2011-05-21 Thread Paul Wise
On Sun, May 22, 2011 at 6:22 AM, Steffen Möller steffen_moel...@gmx.de wrote:

  * get more artists attracted to Debian and encourage them to contribute
   in some way that we may not even foresee, yet it's art after all.
   How to render Debian more attractive to artists I don't really know.

Valessio Brito has been trying to push this a bit through things like
art.debian.net.

   What comes to mind:
    o a Debian blend for art?

pkg-multimedia folks were thinking about starting some blends, I think
this could fit well there.

    o better visibility of authorships for contributed art throughout the
      system, to help the artists' promotion?

The chosen desktop themes in desktop-base get good coverage in the
more popular desktops (GNOME, KDE etc) but things like GNUStep,
openbox, awesome don't use the default themes yet.

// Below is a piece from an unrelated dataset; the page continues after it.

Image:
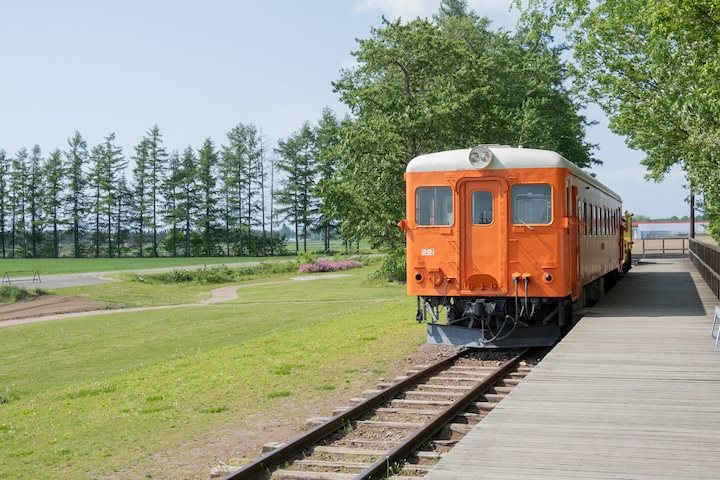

    o competitions, prices?

Some competitions happen at art.debian.net, for example the recent
Debian and Debian women mascots

  * strengthen the concept of Blends more for various communities. This
   may help to ensure more complete workflows for various user groups
   and increases the likelihood that because of particular ties between
   users and developers the one or other piece of glue code may find
   its way into the archive, which may not fit to any particular package
   but ist just helpful in some way,

+1

I plan to start some game-related blends at some stage. I need to dig
a bit more into the technical side of blends first though.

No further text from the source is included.